2009

Winner 2009

Bushell, J., E. Mansur and C. Saravia. ‘Vertical arrangements, market structure and competition: an analysis of restructured US electricity markets.' American Economic Review, 2008, 98(1): 237-266. 


2009 Ballot

In July 2009, ACE asked the membership to cast its votes by e-mail. The list below contains the five papers, published from January through December 2008, that were shortlisted by the Steering Committee. The membership can cast maximum one vote. The papers are listed below with bibliographic information that will allow you to retrieve the papers. Due to copyright issues, we are unfortunately not able to provide you with copies of the papers directly.
The membership can vote at any time from the receipt of the e-mail and until (and including) Monday 7 September 2009. The winner will be announced at the annual conference in Berlin (26-27 November 2009) and the winner will be invited to present her/his paper. 

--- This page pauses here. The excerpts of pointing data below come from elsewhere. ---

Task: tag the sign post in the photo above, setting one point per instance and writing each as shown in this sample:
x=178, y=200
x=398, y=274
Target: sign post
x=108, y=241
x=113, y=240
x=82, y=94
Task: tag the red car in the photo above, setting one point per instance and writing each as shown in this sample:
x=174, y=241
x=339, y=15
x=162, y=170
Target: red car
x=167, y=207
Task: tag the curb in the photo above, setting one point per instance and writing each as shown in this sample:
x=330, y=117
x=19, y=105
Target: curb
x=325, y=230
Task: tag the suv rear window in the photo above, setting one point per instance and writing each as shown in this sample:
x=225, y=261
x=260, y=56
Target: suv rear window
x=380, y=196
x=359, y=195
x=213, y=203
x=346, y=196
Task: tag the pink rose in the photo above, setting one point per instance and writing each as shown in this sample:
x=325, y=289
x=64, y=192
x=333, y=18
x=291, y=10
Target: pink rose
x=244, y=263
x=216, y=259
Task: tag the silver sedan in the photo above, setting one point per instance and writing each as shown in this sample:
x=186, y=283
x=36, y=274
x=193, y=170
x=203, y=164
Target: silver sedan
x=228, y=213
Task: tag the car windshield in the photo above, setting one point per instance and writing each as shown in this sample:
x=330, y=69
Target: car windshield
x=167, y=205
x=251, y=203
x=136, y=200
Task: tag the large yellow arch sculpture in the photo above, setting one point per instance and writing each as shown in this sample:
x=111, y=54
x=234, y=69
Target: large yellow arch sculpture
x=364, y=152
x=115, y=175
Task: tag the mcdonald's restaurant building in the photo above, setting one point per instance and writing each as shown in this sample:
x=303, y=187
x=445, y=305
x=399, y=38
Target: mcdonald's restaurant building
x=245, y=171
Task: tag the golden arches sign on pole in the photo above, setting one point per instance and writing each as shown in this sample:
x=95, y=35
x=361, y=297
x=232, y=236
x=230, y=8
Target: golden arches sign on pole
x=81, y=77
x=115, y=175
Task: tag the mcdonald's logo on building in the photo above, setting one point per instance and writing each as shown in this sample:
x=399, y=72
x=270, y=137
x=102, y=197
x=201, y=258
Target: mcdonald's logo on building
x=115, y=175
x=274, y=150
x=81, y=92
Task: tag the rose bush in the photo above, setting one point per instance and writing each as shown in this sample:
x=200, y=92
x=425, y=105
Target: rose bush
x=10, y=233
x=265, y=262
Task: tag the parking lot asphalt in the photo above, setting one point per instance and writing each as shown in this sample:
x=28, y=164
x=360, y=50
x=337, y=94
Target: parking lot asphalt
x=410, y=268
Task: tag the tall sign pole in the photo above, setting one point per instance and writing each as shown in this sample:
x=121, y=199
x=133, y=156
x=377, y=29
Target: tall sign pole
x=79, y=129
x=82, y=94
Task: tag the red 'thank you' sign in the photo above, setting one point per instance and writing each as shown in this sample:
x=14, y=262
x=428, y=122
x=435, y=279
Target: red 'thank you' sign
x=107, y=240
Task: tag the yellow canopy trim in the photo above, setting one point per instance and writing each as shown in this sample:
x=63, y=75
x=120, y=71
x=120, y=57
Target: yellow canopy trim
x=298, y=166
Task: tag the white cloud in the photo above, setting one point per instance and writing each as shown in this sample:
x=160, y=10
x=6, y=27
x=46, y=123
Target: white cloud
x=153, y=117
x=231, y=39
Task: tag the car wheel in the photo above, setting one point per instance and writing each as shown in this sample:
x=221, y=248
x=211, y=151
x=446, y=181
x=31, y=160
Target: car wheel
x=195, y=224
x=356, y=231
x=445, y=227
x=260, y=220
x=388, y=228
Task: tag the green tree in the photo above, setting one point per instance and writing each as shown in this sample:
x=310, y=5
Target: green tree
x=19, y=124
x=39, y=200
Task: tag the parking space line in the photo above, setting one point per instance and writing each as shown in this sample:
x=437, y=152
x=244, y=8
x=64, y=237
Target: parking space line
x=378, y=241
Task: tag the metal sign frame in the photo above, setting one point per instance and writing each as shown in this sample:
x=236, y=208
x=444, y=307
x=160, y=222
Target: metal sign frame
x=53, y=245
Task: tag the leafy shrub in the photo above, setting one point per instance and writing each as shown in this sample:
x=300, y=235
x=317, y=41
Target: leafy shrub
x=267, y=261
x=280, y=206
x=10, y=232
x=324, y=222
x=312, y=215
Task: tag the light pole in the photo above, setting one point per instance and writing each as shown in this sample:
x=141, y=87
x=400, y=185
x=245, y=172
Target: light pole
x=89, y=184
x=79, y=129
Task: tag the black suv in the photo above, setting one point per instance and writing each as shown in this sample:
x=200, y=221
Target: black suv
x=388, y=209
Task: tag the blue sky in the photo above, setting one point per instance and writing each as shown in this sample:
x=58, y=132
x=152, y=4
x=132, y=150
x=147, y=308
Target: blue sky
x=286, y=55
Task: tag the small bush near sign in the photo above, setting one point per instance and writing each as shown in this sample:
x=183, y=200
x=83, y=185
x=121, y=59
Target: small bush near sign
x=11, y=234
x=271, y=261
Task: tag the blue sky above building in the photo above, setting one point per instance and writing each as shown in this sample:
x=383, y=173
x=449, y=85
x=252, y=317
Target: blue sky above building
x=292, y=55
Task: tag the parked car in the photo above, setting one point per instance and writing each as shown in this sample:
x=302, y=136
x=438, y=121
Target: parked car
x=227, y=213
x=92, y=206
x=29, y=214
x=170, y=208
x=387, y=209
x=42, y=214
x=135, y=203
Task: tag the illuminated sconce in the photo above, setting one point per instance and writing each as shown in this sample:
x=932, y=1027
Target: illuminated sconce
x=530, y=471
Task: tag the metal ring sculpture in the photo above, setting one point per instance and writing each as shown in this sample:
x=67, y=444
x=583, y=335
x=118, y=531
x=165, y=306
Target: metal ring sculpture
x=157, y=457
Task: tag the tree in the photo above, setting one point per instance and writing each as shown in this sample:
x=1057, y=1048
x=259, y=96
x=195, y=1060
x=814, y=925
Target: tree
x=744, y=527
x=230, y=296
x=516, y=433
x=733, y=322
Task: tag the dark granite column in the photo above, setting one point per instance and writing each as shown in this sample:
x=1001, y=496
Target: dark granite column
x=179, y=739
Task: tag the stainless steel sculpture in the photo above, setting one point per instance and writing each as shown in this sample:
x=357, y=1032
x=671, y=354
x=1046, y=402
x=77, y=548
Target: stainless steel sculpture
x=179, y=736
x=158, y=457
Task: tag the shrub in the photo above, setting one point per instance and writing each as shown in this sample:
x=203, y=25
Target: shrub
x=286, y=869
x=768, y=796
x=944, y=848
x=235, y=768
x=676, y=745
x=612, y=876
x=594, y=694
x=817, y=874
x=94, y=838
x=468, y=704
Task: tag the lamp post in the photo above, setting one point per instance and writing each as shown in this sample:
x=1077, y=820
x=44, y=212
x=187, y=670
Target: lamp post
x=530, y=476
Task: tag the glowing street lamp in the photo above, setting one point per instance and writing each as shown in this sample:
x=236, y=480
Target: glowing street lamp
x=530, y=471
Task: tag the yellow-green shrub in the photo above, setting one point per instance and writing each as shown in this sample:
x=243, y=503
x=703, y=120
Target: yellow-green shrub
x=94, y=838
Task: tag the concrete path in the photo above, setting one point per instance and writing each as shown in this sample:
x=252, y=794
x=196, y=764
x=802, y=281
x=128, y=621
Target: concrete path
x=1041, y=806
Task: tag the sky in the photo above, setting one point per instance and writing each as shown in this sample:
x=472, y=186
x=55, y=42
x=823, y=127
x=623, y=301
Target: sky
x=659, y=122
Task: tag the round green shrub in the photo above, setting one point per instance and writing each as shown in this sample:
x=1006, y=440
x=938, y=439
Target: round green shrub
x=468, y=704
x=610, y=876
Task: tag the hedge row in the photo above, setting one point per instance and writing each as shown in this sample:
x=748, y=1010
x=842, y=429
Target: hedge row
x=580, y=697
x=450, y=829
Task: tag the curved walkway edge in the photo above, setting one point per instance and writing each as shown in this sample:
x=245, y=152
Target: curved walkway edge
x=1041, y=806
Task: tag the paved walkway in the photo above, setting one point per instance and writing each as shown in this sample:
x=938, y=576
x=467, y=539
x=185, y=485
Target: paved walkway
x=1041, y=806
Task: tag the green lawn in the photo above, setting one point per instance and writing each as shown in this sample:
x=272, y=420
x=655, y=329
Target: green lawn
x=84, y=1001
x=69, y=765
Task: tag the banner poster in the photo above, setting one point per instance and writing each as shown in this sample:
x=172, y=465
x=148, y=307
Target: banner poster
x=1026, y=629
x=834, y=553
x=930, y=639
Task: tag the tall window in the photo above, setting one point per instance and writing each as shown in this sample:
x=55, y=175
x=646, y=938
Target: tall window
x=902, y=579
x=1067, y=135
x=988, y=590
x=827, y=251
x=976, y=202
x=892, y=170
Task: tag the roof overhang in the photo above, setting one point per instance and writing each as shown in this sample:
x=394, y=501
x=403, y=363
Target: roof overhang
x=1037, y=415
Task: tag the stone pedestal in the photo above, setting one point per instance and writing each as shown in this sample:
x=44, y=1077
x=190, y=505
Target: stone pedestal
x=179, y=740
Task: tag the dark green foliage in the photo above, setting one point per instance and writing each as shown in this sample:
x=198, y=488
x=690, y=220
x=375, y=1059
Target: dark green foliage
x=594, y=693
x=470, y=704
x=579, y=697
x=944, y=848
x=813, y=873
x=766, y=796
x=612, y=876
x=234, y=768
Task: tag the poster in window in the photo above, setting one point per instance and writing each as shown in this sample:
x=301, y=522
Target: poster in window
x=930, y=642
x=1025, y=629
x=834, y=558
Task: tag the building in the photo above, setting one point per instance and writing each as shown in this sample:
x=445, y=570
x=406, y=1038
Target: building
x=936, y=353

SHORTLIST OF FIVE PAPERS FOR 2009 AWARD

1. Al-Najjar, N.; S. Baliga; and D. Besanko, ‘Market Forces Meet Behavioral Biases: Cost Misallocation and Irrational Pricing.' Rand Journal of Economics, Spring 2008, Vol 39 (1): 214-237.

Experimental evidence.  Firms may confound fixed, sunk, and variable costs, leading to distorted pricing decisions. This article investigates the extent to which market forces and learning eventually eliminate these distortions.

2. Bushell, J.;, E. Mansur and C. Saravia. ‘Vertical arrangements, market structure and competition: an analysis of restructured US electricity markets.' American Economic Review, 2008, 98(1): 237-266.

Empirical, shows that vertical arrangements influence horizontal competition. 

3. Economides, N.; K. Seim and V. Viard. ‘Quantifying the benefits of entry into local phone service.' Rand Journal of Economics 39(3), Autumn 2008: 699-730.

Empirical, quantifies the benefits of local competition in telecoms. 


4. Grossman, G and E. Loi. ‘Parallel imports and price controls.' Rand Journal of Economics 39(2), Summer 2008: 378-402.

Theoretical, challenges orthodoxy that parallel imports hurts R&D. 

5. Hendricks, K.; R. Porter and C. Tan. ‘Bidding rigs and winner's curse.' Rand Journal of Economics 39(4), Winter 2008: 1018-1041.

Theoretical, explains why bidding rings in common value environments may not lead to efficient collusion.